Now, the Pacers have egg on their faces. So do the Grizzlies. Who is to blame? I’d say the Hornets.
A day after Mark Cuban blasted the NBA-owned Hornets for paying out big cash in a trade for Carl Landry, the team from the Bayou screwed up the best-laid plans of the Pacers and Grizzlies. I can think of at least three owners who are going to push the league to either sell the Hornets to a buyer in New Orleans as soon as possible or get on with relocating the team to a city where new ownership can be found. (UPDATE: Phil Jackson is publicly expressing a similar sentiment to that of Cuban, dropping this classic Zen saying: “If New Orleans happens to win the championship, does everybody get a trophy in the NBA?” h/t Pacers Digest)

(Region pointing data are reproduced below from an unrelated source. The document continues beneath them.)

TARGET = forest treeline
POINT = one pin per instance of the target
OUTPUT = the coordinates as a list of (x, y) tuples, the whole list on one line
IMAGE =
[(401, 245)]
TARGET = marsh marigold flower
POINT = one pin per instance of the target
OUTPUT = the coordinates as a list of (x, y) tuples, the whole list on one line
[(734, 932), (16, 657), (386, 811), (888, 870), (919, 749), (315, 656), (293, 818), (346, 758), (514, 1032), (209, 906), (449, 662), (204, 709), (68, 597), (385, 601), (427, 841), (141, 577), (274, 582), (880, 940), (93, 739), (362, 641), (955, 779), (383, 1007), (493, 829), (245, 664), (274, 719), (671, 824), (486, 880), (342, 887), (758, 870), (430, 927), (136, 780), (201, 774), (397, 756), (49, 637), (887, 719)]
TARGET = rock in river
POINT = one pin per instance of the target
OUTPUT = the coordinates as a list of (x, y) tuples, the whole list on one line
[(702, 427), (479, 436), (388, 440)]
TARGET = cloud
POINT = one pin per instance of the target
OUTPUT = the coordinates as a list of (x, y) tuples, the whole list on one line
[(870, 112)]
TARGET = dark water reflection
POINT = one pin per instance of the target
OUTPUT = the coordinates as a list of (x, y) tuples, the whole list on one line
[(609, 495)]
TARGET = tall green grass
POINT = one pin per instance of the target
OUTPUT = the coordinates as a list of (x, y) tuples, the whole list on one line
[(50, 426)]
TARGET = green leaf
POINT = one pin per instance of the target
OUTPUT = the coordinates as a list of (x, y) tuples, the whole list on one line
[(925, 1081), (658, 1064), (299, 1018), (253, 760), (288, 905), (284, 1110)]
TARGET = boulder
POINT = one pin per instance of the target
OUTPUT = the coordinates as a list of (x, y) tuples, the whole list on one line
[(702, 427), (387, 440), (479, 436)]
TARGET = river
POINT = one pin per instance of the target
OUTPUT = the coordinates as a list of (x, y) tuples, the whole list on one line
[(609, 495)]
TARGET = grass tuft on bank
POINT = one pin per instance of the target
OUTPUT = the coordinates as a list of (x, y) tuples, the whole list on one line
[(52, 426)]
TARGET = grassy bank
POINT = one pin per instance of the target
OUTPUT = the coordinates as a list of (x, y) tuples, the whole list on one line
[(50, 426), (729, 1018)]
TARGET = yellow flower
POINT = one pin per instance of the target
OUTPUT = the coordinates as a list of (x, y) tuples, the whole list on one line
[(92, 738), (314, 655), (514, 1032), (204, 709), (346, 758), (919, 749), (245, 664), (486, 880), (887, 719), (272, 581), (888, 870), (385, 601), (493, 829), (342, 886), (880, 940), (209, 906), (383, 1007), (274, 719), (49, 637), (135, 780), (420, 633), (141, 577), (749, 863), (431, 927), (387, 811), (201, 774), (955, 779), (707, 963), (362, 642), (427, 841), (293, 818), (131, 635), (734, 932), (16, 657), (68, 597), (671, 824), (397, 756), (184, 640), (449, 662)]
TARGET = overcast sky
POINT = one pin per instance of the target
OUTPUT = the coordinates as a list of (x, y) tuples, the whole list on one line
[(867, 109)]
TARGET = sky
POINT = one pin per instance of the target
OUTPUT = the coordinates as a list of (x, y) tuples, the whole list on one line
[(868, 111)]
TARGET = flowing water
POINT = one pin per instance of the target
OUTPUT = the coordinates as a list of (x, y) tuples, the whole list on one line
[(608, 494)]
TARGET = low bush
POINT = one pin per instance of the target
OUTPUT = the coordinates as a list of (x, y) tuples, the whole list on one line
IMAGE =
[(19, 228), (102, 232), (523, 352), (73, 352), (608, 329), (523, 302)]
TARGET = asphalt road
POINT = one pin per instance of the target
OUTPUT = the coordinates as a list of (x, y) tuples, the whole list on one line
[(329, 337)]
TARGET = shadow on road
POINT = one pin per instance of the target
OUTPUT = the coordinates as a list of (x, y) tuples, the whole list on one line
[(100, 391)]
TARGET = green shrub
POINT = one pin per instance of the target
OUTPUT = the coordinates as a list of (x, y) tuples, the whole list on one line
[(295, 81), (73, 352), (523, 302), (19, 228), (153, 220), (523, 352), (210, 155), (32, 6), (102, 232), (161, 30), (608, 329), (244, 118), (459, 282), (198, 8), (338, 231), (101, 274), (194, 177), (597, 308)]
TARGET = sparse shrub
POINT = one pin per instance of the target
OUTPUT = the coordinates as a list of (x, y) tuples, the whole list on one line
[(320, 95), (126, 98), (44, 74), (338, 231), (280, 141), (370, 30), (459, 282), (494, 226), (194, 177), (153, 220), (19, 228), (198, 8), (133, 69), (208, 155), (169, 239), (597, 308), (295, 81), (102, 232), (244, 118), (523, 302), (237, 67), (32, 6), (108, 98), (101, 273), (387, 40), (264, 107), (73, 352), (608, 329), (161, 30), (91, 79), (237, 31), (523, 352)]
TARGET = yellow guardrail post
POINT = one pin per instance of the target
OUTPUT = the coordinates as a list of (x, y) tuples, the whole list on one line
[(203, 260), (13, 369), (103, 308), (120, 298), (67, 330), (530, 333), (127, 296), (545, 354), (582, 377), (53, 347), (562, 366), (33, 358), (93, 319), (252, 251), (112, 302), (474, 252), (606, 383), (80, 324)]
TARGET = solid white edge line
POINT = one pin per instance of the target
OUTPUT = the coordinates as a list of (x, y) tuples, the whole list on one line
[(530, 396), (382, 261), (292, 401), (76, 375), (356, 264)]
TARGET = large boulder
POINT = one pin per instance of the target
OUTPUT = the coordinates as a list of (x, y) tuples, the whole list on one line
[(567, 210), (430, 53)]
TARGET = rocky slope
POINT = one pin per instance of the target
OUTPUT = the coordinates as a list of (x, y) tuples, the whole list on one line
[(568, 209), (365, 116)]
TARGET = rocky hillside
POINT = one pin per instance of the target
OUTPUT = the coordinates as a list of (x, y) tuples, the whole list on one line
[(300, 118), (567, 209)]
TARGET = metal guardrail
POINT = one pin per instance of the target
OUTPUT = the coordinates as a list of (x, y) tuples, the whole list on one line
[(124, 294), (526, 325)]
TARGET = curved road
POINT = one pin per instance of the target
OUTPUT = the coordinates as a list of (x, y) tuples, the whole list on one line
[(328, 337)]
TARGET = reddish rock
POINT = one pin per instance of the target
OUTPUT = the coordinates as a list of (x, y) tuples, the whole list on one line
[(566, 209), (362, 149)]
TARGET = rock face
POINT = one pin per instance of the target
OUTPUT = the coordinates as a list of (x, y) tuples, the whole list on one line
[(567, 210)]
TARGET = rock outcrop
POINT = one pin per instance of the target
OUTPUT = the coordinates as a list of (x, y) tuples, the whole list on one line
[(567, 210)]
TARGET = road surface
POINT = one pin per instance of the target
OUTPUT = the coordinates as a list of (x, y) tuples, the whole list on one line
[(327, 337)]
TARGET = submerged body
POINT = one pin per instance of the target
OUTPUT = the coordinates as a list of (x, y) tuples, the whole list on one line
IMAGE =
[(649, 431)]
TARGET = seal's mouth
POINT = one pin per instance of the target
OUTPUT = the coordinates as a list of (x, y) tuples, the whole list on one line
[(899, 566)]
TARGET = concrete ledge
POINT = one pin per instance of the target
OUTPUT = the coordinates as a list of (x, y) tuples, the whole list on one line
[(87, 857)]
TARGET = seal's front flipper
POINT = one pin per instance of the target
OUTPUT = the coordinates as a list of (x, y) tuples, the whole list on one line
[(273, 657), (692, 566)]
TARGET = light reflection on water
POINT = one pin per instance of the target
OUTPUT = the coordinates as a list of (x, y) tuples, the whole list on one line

When the league took over the Hornets it also took on the responsibility to run the franchise in a professional manner until a buyer comes along. It is not doing so right now. The NBA is simply incapable of running a team the way a normal owner/general manager duo would. If you are a conspiracy theorist, the NBA just gave you one more reason to think the league has it out for the Pacers or any other small market team. I don’t believe this to be true, but I do fault the NBA for being incompetent in its quest to keep a team in New Orleans.
The more important question for the Pacers becomes, what about the rest of the season for Josh McRoberts and Brandon Rush? After this attempted trade, neither player is likely vital to the long-term plans of the Pacers, but both are important for the rest of this season.
Given the questions about the Pacers’ collective fragile psyche throughout the season, you have to wonder how McRoberts and Rush will react to yesterday’s soap opera. It would be easy to say, “suck it up, ignore it, and be a professional.”
That conveniently ignores the fact that these guys are human.
McRoberts now knows for sure that Tyler Hansbrough is presently in the long-term plans of the Pacers and that he is likely not. McRoberts has played his role very well in the past dozen games, and now this happens. How does the starting power forward react?
Rush, one day removed from a game-winning dunk against Detroit, knows for sure that Paul George is really the shooting guard of the future. Rush was only put into the starting lineup when Mike Dunleavy went down to preserve the second unit dynamic that has worked so well under coach Frank Vogel. Given Rush’s struggles to be consistent, how does he respond to the knowledge that the Pacers tried to trade him away?
It will be interesting to see if McRoberts and Rush can be consistent, solid contributors on the heels of the aborted trade.